3.3 Liner Geometry Effects
Lining plate shape critically influenced wear:
- Rectangular vs. Trapezoidal: 22% higher wear volume for rectangular profiles due to intensified particle-liner engagement
- Height variation: Increasing lifter height from 7.5mm to 15mm reduced cylinder wear by 35% but increased lifter wear by 28%
Radial wear displacement maps confirmed asymmetric wear profiles concentrated at impact zones. Volume loss measurements after 50-100s simulations revealed:
- No-liner configuration: Extreme wear (terminated at 50s to avoid numerical instability)
- 10mm trapezoidal liners: Minimal volume loss (benchmark case)
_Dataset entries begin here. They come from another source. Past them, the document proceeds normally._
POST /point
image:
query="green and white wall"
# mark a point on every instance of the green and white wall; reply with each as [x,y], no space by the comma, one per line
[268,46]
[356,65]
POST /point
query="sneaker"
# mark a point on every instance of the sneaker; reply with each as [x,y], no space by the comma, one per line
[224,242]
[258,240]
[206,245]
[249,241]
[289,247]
- 15mm rectangular liners: 40% less wear than 7.5mm counterparts
4. Conclusions
- Particle stratification originates from end-wall effects and differential lifter lifting capacities. Without lifters, size-based radial segregation occurs. Introducing lifters triggers axial migration of small particles while large particles remain stable. This directly affects impact distribution on the lining plate.
- Rectangular lifters increase lining plate wear by 22% compared to trapezoidal designs due to enhanced particle engagement. However, increasing lifter height reduces cylinder wear by transferring energy to reinforced structures.
- The Archard model underestimates wear by neglecting impact contributions. Large-particle dissipation energy (\(>10^{-2}\) J) correlates strongly with observed wear, while impact energy remains unaccounted for. Future models must integrate impact mechanics for accurate lining plate wear prediction.
Optimizing lining plate geometry requires balancing fragmentation efficiency and wear resistance. Trapezoidal profiles and increased heights demonstrate significant wear reduction, extending liner service life in binary-media grinding systems.